„Der neue Dolmetscherstudiengang schließt eine wichtige Lücke“

Wie professionelle Dolmetscher für indigene Sprachen in Mexiko die Rechte der indigenen Bevölkerung stärken sollen.

Ausgabe 1 | 2023

Autorin: Ulrike Scheffer

Nicht immer sind internationale Wissenschaftskooperationen so praxisnah wie die Zusammenarbeit von Professorin Martina Schrader-Kniffki mit Kolleginnen und Kollegen aus Mexiko. In einem vom DAAD geförderten Projekt hat die Mainzer Expertin für Spanische und Portugiesische Sprach- und Translationswissenschaft den Aufbau eines Studiengangs für das Übersetzen und Dolmetschen indigener Sprachen an der autonomen Universität Benito Juárez im mexikanischen Bundesstaat Oaxaca begleitet.

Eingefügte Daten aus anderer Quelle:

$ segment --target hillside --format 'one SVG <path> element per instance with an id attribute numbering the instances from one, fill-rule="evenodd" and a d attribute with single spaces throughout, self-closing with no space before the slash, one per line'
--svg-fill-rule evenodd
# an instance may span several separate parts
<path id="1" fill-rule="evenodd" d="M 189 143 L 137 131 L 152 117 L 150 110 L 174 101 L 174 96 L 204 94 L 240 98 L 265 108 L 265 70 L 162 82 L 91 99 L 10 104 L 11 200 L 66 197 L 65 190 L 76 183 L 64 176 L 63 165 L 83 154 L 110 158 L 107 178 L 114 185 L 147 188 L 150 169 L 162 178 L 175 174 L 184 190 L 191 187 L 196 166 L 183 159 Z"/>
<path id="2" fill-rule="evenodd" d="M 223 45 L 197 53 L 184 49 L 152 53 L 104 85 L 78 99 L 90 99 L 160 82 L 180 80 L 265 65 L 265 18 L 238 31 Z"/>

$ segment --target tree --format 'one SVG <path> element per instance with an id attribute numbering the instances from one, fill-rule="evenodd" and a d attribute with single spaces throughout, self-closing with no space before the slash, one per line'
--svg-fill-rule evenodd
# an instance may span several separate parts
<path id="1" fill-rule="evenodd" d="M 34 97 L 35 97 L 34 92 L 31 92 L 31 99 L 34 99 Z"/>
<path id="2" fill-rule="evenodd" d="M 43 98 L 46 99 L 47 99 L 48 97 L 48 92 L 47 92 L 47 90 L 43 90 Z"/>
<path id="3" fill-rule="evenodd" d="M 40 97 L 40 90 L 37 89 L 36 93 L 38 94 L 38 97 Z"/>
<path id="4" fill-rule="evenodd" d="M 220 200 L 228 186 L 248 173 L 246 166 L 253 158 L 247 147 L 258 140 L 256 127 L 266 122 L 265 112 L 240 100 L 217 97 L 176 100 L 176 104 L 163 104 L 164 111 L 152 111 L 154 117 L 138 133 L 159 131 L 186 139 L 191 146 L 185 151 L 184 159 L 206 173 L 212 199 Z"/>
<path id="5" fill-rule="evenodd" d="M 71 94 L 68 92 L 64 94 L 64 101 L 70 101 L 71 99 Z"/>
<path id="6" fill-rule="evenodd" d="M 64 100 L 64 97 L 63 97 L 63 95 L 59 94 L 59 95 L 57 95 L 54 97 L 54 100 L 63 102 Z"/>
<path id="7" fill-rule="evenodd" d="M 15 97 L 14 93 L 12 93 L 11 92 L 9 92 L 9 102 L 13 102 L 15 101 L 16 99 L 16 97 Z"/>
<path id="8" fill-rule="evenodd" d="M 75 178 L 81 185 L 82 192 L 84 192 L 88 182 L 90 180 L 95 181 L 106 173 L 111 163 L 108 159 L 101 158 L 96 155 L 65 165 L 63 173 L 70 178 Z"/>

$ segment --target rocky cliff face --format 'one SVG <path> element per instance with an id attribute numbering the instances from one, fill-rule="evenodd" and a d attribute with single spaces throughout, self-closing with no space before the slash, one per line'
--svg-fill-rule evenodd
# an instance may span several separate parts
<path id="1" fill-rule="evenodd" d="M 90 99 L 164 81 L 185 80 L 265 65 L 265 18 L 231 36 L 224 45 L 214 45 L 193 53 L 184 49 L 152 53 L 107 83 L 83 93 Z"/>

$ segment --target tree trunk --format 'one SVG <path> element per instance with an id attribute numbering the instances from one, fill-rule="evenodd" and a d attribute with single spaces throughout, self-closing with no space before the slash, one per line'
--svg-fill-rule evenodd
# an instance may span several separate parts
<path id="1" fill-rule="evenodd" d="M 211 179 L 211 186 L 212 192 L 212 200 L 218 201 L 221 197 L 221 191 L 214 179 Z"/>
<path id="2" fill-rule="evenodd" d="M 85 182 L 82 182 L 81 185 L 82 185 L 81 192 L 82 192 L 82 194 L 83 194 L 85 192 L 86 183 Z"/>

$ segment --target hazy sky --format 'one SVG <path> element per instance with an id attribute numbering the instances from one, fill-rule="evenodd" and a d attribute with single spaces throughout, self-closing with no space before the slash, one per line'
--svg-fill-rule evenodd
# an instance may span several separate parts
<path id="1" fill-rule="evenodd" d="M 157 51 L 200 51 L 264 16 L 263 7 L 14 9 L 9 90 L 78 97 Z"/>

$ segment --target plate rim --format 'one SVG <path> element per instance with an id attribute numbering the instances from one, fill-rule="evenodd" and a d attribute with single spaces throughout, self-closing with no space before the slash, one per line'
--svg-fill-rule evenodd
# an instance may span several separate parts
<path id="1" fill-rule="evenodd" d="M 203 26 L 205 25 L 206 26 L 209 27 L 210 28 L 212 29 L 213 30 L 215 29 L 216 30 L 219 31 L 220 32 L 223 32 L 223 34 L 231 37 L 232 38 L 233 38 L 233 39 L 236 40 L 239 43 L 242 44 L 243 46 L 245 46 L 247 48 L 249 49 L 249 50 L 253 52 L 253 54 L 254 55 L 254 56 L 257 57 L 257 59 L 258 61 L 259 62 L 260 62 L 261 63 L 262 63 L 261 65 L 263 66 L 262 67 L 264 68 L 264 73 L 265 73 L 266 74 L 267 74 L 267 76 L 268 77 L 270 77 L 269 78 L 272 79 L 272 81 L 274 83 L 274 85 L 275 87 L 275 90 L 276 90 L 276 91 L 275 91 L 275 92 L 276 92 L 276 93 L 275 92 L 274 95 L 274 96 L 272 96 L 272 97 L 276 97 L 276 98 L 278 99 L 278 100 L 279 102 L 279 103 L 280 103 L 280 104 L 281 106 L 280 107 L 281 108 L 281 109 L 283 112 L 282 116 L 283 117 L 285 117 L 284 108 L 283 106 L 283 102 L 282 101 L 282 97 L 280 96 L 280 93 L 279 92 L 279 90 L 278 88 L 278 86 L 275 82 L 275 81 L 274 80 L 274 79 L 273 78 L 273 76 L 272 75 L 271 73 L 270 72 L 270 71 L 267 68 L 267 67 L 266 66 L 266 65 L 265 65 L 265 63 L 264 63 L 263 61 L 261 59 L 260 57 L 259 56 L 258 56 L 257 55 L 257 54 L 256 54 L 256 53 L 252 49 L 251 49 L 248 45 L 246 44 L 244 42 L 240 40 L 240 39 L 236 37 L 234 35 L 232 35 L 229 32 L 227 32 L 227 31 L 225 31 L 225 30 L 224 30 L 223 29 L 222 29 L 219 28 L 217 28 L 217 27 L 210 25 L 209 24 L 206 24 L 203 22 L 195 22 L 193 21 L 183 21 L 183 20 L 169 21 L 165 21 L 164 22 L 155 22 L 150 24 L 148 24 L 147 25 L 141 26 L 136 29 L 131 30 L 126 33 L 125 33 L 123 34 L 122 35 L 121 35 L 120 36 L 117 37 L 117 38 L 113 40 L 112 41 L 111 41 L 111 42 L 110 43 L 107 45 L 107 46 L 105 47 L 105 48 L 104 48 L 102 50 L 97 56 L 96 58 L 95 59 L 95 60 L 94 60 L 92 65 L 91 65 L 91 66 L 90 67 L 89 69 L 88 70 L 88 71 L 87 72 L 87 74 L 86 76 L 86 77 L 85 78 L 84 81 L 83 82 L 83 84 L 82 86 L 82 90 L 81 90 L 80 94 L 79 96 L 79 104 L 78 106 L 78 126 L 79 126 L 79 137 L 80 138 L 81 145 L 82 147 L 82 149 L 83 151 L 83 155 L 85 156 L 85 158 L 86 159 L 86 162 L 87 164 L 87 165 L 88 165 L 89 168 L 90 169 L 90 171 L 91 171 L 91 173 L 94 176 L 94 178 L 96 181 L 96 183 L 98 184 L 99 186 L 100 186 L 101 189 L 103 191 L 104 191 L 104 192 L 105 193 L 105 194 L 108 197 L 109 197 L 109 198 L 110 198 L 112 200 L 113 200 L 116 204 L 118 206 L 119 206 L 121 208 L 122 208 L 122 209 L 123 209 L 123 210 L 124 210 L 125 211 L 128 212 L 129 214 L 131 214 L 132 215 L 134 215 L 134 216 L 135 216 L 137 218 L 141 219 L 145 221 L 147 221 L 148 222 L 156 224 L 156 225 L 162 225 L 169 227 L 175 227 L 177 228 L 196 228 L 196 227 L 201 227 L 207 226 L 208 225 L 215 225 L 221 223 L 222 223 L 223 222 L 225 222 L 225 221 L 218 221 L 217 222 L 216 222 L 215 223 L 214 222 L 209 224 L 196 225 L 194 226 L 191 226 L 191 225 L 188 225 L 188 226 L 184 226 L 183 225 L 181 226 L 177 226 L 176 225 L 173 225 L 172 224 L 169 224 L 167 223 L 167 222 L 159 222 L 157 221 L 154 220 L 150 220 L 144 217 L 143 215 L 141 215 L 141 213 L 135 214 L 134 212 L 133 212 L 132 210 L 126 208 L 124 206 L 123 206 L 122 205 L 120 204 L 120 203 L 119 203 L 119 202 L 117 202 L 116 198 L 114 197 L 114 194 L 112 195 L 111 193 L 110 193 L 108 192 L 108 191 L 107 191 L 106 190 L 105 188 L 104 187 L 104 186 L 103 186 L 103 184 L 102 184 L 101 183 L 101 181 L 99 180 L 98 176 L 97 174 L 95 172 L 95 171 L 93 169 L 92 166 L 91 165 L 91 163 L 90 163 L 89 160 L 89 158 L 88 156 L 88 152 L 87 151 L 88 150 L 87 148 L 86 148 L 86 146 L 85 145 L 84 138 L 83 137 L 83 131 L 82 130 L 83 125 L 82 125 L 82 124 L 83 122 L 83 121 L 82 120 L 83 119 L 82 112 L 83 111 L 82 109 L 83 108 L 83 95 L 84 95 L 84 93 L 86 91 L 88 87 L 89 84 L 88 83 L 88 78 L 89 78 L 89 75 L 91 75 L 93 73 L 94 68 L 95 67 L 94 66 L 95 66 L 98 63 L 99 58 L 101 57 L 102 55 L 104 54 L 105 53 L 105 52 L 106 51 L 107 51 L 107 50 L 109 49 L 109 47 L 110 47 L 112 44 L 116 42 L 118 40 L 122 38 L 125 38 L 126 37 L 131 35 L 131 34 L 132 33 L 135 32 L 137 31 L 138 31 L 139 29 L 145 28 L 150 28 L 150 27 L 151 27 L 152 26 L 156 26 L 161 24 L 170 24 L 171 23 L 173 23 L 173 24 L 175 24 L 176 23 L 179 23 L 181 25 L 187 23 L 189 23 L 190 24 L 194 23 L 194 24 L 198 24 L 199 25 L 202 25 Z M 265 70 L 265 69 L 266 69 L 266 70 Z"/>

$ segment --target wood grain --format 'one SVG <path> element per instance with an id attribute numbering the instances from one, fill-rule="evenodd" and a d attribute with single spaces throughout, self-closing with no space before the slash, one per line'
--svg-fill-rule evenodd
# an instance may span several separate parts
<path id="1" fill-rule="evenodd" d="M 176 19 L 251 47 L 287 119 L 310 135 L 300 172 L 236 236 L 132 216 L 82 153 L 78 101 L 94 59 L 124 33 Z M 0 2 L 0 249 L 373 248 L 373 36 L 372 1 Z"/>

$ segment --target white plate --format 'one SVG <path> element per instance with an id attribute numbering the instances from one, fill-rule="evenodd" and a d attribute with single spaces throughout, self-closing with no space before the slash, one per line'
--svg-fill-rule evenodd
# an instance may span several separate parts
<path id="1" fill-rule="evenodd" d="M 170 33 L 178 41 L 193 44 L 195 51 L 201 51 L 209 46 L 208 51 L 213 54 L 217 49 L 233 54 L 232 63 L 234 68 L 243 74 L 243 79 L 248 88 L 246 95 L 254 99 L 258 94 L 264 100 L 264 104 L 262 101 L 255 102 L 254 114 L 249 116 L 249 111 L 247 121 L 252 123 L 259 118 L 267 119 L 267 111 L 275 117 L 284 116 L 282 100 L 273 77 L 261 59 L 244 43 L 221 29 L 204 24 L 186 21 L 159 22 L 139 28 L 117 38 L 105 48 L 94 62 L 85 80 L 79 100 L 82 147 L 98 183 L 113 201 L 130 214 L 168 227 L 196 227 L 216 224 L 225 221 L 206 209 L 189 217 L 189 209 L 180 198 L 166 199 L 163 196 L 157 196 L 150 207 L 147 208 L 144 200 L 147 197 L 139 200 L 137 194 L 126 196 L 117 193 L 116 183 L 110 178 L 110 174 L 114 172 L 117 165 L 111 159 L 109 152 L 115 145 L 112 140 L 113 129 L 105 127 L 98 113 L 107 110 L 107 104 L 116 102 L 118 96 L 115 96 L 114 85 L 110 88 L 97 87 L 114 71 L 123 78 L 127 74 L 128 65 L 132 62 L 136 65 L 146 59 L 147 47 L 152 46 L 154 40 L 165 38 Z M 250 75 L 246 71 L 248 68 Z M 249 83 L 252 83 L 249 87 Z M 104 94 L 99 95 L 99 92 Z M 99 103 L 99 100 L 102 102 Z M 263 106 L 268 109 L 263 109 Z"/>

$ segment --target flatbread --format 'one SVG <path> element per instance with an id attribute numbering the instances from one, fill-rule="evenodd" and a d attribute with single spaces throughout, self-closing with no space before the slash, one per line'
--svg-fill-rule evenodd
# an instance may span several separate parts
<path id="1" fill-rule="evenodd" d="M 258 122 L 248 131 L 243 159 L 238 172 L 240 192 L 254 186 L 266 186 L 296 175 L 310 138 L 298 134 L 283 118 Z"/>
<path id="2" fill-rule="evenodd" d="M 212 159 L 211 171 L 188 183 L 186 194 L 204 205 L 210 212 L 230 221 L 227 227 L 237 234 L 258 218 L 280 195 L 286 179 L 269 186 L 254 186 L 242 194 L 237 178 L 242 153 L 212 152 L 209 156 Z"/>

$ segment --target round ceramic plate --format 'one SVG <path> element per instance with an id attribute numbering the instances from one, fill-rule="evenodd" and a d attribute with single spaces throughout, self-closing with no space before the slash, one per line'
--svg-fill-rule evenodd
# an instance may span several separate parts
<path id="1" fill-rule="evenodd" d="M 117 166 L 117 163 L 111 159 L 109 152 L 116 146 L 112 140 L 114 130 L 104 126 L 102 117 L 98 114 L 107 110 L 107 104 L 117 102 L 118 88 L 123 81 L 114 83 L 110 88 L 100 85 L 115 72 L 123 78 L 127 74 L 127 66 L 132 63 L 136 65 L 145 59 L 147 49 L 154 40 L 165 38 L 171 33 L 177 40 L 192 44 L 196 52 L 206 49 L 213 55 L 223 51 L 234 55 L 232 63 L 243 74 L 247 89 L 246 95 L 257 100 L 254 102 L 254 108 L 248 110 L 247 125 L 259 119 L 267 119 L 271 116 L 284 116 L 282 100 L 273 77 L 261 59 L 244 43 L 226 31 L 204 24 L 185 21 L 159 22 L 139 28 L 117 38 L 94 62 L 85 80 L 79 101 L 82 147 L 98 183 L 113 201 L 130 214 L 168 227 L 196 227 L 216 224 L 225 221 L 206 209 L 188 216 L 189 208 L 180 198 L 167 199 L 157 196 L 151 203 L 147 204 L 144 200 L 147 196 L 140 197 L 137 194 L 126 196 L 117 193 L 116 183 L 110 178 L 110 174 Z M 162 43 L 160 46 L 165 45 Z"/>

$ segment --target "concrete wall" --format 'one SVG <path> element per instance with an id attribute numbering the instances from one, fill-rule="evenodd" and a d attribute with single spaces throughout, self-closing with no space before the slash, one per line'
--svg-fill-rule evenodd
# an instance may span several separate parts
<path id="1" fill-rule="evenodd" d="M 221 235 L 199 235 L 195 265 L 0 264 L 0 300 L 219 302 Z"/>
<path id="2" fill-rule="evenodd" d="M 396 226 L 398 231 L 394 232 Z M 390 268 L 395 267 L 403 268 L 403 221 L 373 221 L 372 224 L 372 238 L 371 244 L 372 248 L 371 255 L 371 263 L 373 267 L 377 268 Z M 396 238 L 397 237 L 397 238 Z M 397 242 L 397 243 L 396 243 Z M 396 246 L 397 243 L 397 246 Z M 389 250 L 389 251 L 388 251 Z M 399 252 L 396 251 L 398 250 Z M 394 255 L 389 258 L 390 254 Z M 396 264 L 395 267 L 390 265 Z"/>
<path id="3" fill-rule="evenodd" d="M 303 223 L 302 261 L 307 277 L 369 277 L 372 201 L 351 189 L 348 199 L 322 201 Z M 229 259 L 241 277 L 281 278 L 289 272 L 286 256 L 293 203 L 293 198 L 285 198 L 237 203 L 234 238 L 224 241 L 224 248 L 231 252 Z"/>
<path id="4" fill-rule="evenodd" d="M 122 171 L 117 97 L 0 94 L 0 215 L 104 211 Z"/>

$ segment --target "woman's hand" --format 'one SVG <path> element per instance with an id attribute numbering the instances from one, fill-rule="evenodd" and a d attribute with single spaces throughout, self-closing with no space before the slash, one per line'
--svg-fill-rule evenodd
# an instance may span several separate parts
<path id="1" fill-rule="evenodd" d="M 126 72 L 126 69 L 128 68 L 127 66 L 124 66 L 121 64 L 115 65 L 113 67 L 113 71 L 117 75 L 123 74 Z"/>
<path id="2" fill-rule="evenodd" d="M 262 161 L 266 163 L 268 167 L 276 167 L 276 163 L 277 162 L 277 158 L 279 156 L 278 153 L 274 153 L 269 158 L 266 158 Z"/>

In Mexiko werden 68 indigene Sprachen gesprochen, einige sind als offizielle Landessprachen anerkannt. Professionelle Dolmetscherinnen und Dolmetscher für diese Sprachen gab es in der Vergangenheit aber kaum. Das hatte und hat bis heute schwerwiegende Folgen für Menschen aus indigenen Gemeinschaften. „Indigene, die sich in einem Gerichtsprozess verantworten müssen, können sich oftmals nicht ordentlich verteidigen“, erklärt Schrader-Kniffki. Nicht wenige seien zu Gefängnisstrafen verurteilt worden, obwohl sie unschuldig waren. Auch bei Krankenhausaufenthalten seien Indigene aufgrund von Sprachbarrieren benachteiligt. „Die Folgen können hier ebenfalls existenziell sein.“

Als Sprachmittler zwischen indigenen Sprachen und Spanisch fungieren in Mexiko neben Dolmetscherinnen und Dolmetschern oftmals auch Verwandte oder Bekannte. Das erschwert die gleichberechtigte Teilhabe von Indigenen am sozialen und politischen Leben. „Der neue Dolmetscherstudiengang für indigene Sprachen schließt eine wichtige Lücke, er trägt dazu bei, die Rechte der indigenen Bevölkerung in Mexiko zu stärken“, sagt Martina Schrader-Kniffki.

Gemeinsam mit indigenen Sprecherinnen und Sprechern erforscht sie nun, wie sich die Übersetzungspraxis von nicht- oder semiprofessionellen Dolmetscherinnen und Dolmetschern in mexikanischen Gerichten auf Prozesse auswirkt. Dazu werden Videoaufnahmen von Gerichtsverhandlungen transkribiert und ausgewertet. Das liefert auch Anhaltspunkte für die Ausbildung im Bereich des Fachdolmetschens an der Mainzer Partneruniversität. Anhand von Gerichtsakten und Texten von Missionaren analysiert Martina Schrader-Kniffki außerdem, wie in der Kolonialzeit zwischen Spanisch und der indigenen Sprache Zapotekisch übersetzt wurde. Was wurde übertragen, was weggelassen? Wie haben sich die Bedeutungen von Begriffen oder die damit verknüpften Werte durch die Übersetzung verändert? „Die Übersetzungskultur hatte großen Einfluss auf die Sozialstruktur indigener Gemeinschaften“, sagt die Mainzer Wissenschaftlerin.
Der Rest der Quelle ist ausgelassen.